STOS works in much the same way, just it doesn’t source the data from a memory pointer, it uses the accumulator register instead.
With these new memory copy and fill routines done I tested the program to see if I had any improvement in performance. To my surprise there was none, the built-in functions for copying and filling memory must be about as good as what I wrote, but why is the blitting and box filling still slower than they should be?
It turned out that the loops in the filledBox and putImage functions were the culprit. The pascal code looked like this for putImages main loop…
for i:= 0 to sizey do copymem(bseg,4+(i*sizex),cardseg,((y+i)*320)+x, sizex);
It didn’t look problematic until I considered the instructions required for calculating the offset into the image data and screen buffer. Multiplication is an unfortunately slow operation, and with some nifty assembly code I rewrote both the putImage and filledBox procedures mostly in assembly, avoiding multiplications in the main part of the loop altogether.
It took me about 2-3 days to get through all the work re-writing two of the drawing functions in assembly, when it took about 1 to write the basic VGA graphics to begin with, but boy did it pay off.

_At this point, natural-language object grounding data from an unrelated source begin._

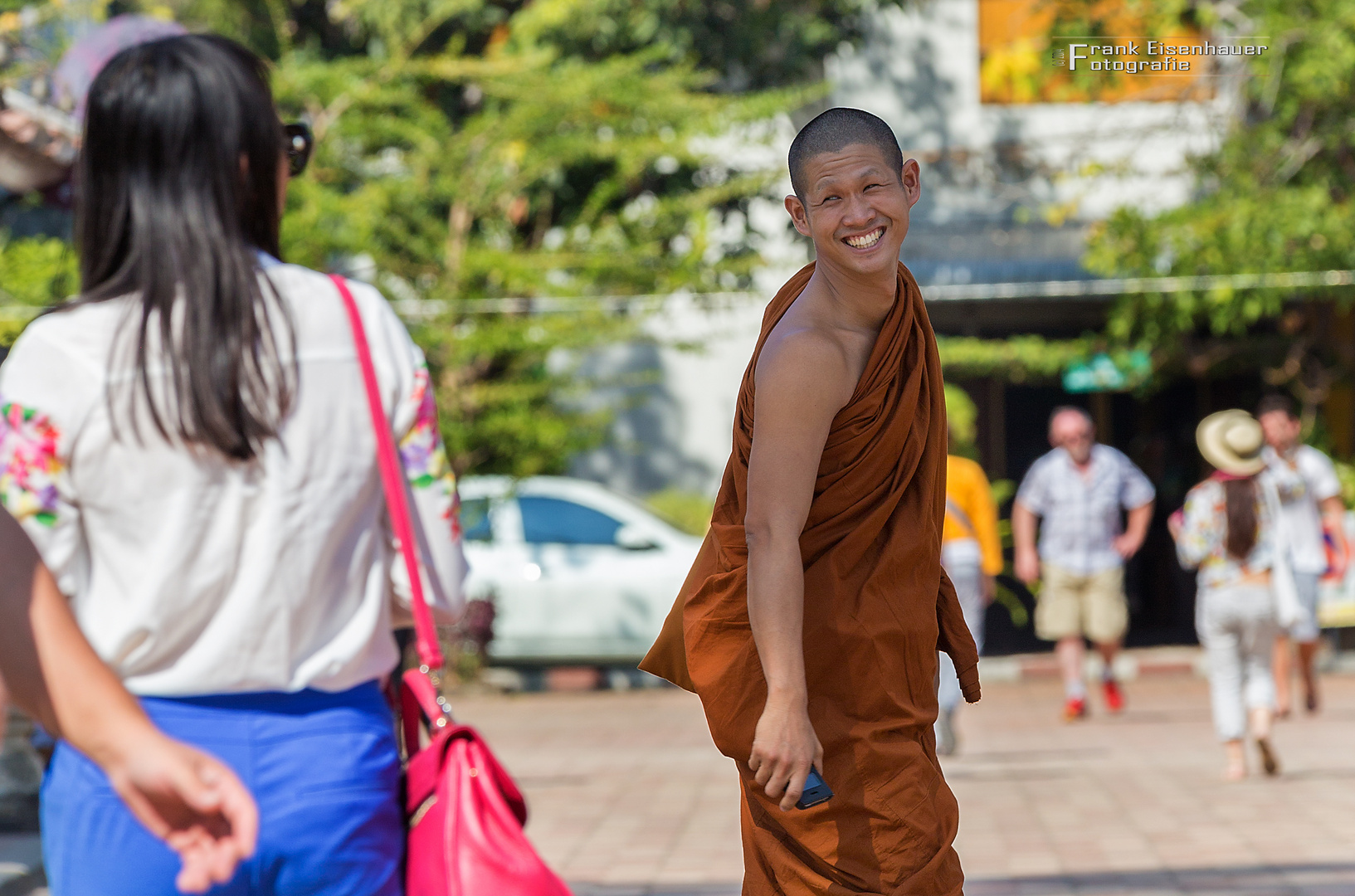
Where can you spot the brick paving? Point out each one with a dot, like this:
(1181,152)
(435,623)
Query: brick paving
(631,799)
(629,796)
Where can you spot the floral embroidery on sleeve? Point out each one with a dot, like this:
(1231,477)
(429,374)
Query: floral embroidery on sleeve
(424,455)
(29,464)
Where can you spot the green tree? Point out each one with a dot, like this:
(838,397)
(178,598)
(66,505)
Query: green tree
(1275,197)
(470,151)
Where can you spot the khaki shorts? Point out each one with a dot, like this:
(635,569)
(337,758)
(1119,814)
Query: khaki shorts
(1070,603)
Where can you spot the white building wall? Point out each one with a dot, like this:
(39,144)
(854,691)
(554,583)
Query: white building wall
(919,72)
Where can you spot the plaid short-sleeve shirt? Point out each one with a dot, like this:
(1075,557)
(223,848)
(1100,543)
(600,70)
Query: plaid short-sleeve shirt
(1081,514)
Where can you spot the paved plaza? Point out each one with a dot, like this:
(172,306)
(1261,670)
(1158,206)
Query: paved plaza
(631,799)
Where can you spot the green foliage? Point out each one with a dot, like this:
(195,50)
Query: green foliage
(473,149)
(961,418)
(689,511)
(1277,196)
(1014,359)
(33,274)
(1346,474)
(477,149)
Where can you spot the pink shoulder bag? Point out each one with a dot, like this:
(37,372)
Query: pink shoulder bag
(465,812)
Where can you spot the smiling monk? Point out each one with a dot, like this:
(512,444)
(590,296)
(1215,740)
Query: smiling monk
(811,621)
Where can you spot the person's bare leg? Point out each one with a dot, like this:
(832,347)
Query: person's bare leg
(1114,696)
(1070,652)
(1260,723)
(1307,667)
(1070,660)
(1236,767)
(1282,663)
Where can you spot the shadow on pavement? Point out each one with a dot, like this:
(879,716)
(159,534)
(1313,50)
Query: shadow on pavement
(1271,880)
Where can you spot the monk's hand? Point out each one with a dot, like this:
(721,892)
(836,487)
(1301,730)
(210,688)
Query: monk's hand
(785,746)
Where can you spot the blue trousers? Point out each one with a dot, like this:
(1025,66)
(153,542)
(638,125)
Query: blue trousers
(323,767)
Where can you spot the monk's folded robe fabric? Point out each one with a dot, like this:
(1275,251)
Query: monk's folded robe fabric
(877,609)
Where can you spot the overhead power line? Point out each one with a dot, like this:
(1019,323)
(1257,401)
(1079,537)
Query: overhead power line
(427,309)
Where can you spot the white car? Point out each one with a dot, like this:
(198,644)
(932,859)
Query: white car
(579,575)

After re-writing most of putImage and filledBox in assembly I increased their performance by over 3 times for putImage and almost 2 times for filledBox. Both are also now significantly faster than the BGI implementation, being about twice as fast.
So the BGI is slow compared to raw x86 assembly after all, but it took significant effort to get that performance gain. For the myriad of one-man shareware programmers I still understand why they just went with the BGI, it was easy to use and good enough for what they were doing.
Making a VGA library with straight pascal was fairly easy to do, but had some disadvantages over BGI and wasn’t really quicker. I had to go to assembly before there was any significant performance gain. Coding assembly is daunting to many programmers, and for me is much more time consuming than writing in a higher level language. It will be quite some time before I really finish re-coding the library in assembly.
Next time I’ll have to tackle the line drawing functions, which are using some floating point numbers to accurately draw the lines. I’m planning on converting them to using fixed point numbers to improve speed on machines without an FPU, like my old 386sx. I’m also hoping assembly will help speed things up there to.